Se observó que los pacientes que dieron positivo para antígenos criptocócicos tenían un menor nivel inicial de linfocitos-T CD4, eran más propensos a tener una historia de enfermedad criptocócica y a desarrollar nuevos casos de meningitis criptocócica durante la TARV. En el primer año bajo tratamiento antirretroviral, el 28% de quienes dieron positivo para antígenos criptocócicos desarrolló casos nuevos o de recaída de meningitis criptocócica una mediana de 35 días tras comenzar la TARV, mientras que no hubo ningún caso en 661 pacientes con resultado negativo para antígenos criptocócicos durante el primer año de seguimiento.

Según los investigadores, si se excluyen los casos de recaída, se necesitaría hacer la prueba de detección a 98 pacientes en esta cohorte para identificar un caso; pero si la detección se restringiera a quienes presentan un recuento de CD4 inferior a 100 células/mm3, el número de personas a las que se debería hacer la prueba para identificar un caso caería hasta las 52, con un coste por caso identificado de 206 dólares.

Un análisis de aquellos pacientes con un nivel inicial de CD4 más bajo (inferior a 100 células/mm3) mostró que el 13% tenía un resultado positivo en la prueba de detección de antígenos criptocócicos.

El análisis multivariable evidenció que la antigenemia criptocócica permaneció como un importante factor de riesgo independiente de muerte incluso después de ajustar para el nivel de CD4, carga viral, edad y sexo. El 34% de quienes dieron positivo al antígeno fallecieron durante el primer año de TARV, frente a sólo el 11% de los que dieron negativo. Una vez ajustado, el riesgo de muerte fue 3,2 veces mayor en los pacientes positivos al antígeno que en los negativos.

Se observó que la prueba de detección de antígenos empleada (Sistema de Aglutinación de Látex para Cryptococcus de Meridian) fue, al mismo tiempo, altamente sensible y específica.

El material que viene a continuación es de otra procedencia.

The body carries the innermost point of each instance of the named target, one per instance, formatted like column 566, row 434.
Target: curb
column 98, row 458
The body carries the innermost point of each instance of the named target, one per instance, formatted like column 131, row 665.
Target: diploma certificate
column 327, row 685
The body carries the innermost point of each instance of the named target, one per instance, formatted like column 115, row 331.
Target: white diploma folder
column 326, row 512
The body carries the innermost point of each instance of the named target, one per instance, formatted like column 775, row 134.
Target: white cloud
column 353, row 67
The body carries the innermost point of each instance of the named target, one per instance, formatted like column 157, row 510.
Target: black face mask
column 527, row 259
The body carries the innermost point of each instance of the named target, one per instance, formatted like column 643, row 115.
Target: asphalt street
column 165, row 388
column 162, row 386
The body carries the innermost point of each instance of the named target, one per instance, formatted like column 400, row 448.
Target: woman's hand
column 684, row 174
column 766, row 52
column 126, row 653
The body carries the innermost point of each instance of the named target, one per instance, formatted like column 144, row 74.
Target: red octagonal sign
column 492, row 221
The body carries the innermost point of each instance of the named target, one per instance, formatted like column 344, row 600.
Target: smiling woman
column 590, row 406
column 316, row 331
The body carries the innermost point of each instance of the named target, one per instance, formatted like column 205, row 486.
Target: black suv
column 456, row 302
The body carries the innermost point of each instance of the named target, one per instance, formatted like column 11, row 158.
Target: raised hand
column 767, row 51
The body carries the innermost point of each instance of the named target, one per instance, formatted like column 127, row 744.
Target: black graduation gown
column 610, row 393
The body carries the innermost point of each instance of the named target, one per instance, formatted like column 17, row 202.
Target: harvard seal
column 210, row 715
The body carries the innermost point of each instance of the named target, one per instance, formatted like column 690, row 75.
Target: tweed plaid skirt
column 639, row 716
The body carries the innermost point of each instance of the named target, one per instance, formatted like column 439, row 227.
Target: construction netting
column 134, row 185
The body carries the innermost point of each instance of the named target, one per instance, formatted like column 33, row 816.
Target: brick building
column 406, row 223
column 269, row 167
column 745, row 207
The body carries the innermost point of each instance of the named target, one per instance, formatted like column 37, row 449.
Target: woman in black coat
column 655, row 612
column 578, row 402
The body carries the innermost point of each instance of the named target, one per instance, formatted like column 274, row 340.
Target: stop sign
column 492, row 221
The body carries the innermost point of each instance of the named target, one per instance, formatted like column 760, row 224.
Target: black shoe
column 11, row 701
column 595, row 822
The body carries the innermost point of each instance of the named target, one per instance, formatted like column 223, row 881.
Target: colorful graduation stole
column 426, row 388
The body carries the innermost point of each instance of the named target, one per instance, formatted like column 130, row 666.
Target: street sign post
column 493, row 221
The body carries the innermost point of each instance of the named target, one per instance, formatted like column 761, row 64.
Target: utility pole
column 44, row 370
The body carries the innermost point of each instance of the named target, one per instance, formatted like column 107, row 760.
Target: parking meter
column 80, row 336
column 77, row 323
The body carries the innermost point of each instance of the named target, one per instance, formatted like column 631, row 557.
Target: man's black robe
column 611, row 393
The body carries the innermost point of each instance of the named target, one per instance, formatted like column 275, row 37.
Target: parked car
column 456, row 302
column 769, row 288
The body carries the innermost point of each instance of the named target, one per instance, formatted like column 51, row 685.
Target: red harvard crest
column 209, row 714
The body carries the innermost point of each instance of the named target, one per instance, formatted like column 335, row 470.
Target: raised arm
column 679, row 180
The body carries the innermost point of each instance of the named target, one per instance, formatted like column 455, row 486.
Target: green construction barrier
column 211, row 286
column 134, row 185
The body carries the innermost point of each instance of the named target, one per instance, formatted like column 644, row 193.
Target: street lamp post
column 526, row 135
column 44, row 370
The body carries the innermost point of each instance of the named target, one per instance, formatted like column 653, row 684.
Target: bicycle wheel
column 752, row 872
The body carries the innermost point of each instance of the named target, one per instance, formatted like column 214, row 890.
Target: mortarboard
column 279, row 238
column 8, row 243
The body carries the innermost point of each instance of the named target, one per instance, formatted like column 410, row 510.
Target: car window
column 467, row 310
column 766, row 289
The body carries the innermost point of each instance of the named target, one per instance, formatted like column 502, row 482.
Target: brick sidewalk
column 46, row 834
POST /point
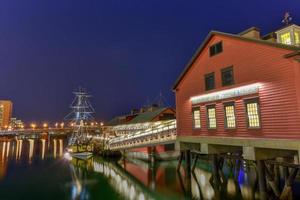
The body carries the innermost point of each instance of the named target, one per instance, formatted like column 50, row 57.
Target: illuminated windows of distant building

Los autores de la investigación sugieren que deben realizarse estudios prospectivos para probar los beneficios de la detección basada en antígenos, especialmente en relación con el uso de la profilaxis con fluconazol a títulos de antígeno inferiores. También son necesarias más investigaciones para dilucidar si la punción lumbar para determinar la afectación del sistema nervioso central es siempre necesaria en pacientes con antigenemia.

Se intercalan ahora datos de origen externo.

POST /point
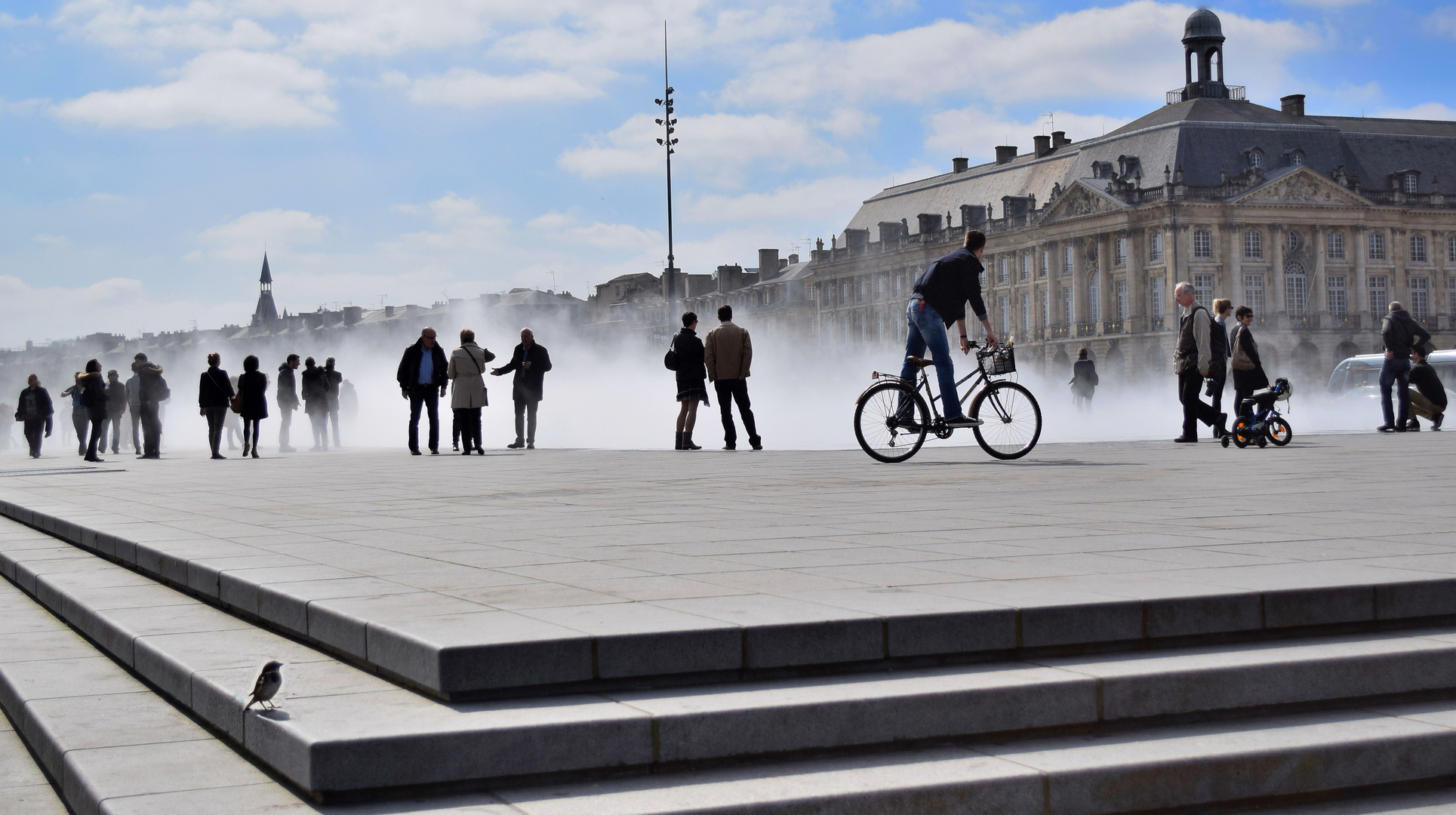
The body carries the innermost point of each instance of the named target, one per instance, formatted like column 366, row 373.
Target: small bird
column 266, row 686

La detección de antígenos criptocócicos en pacientes con un recuento de linfocitos-T CD4 por debajo de 100 células/mm3 permitiría una estrategia preventiva orientada que evitaría enfermedad clínica y muerte, concluyeron los responsables del estudio.

Referencia: Jarvis JN, et al. Screening for cryptococcal antigenemia in patients accessing an antiretroviral treatment program in South Africa. Clinical Infectious Diseases. 2009; 48: 856-862.

Traducción: Grupo de Trabajo sobre Tratamientos del VIH (gTt).